Taking a deeper dive into the data for 2019, Morningstar identified 12 ESG issues—climate change, cybersecurity, diversity, environmental stewardship (generally, environmental impact of corporate and supply chain operations), sustainable governance (e.g., requests for board committees with oversight over climate, human rights, etc.), gender pay equity, human rights, lobbying, political spending, reputational risks of products, governance of workplace sexual harassment claims and other—and examined how fund groups voted in each category.

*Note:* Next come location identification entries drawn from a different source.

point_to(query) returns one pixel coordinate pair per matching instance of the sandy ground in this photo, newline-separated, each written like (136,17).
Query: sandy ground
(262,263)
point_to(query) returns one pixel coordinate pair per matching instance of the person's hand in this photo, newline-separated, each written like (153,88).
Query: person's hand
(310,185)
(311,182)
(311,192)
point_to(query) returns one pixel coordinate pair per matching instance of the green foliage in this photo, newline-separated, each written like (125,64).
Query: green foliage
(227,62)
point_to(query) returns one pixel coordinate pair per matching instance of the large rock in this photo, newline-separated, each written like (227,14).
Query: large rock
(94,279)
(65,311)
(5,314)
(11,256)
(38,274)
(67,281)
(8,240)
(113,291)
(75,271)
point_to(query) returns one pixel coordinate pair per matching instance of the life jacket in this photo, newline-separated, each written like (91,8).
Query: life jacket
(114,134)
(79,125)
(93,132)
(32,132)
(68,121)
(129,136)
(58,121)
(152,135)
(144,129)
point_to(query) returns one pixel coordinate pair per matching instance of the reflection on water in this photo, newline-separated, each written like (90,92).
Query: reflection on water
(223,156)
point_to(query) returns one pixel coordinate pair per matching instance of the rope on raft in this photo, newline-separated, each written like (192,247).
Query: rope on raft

For example, proposals related to reputational risks of products (guns, opioids) garnered substantial support. Of the 48 fund families voting on one or more of these proposals, 34 supported all proposals. Gender and pay equity proposals also received strong support, with fund families supporting these proposals on average 71% of the time. Looked at separately, however, proposals regarding gender pay gaps received an average of 48% support from asset managers. Political spending and lobbying proposals “were supported, on average, 53% of the time by the fund groups surveyed. Eleven fund groups, however, failed to support a single political-spending resolution.” Morningstar reports that “votes on climate risk, environmental stewardship, and human rights were strongly correlated, averaging 51%, 42%, and 41% average support, respectively, across the 52 fund groups.” Five of the 52 fund families supported all of the climate proposals on which they voted, 16 supported at least 75% and 25 supported at least half. In contrast, BlackRock and Vanguard each supported four of the 16 climate proposals.

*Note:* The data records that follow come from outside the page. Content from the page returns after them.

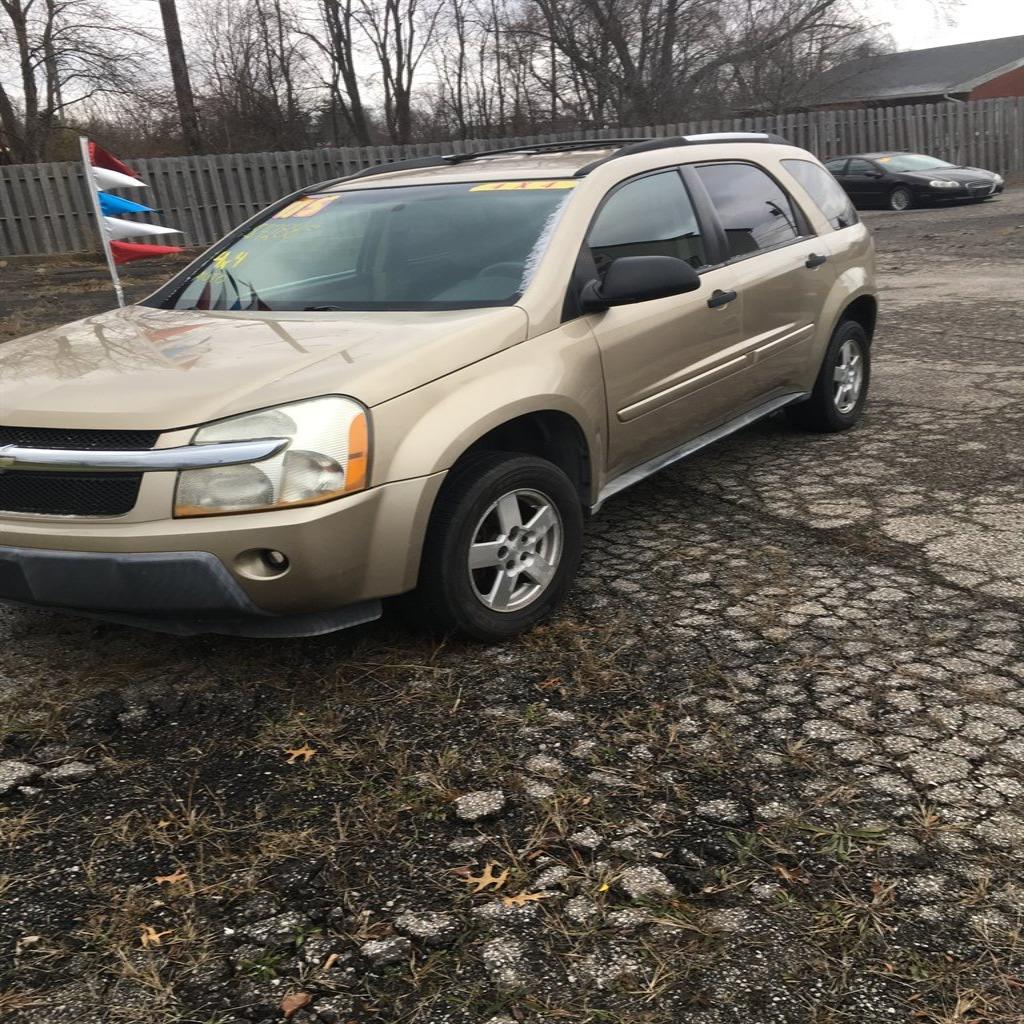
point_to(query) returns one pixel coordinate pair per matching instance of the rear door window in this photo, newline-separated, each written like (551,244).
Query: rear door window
(755,212)
(648,216)
(861,167)
(825,190)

Although the data demonstrate growing support of ESG proposals among these large fund families in general, Morningstar observes that “the overall impact on actual vote outcomes of this growing asset-manager support is tempered somewhat by the less-supportive voting of the largest asset managers. The largest asset managers are generally far less inclined to vote for sustainability resolutions and yet they have many times the impact on the vote than their smaller peers—and their impact is growing.” In its survey, Morningstar found that, of “the 10 largest U.S. fund families, five supported ESG resolutions less than 12% of the time. The largest and second largest fund providers in the U.S., Vanguard and BlackRock, respectively, each only supported 7% of ESG proposals…” What’s more, this low level of vote support has kept vote totals low in many cases and, in some cases, it has led to failure to achieve a majority vote: “In a significant number of cases a vote by just one large asset manager would have tipped the vote outcome on a resolution to a majority vote for the motion. For many public companies, a large fund group may hold (on behalf of fundholders) 10% or more of shares outstanding. In 13 out of the 23 cases where an ESG resolution failed by 10% or less in 2019, Vanguard held a stake in the company of more than 10%. For BlackRock, this was true in four instances. Of the 23 ESG resolutions that achieved between 40% and 50% support, 19 would have passed if supported by Vanguard, and 15 would have passed if supported by BlackRock.”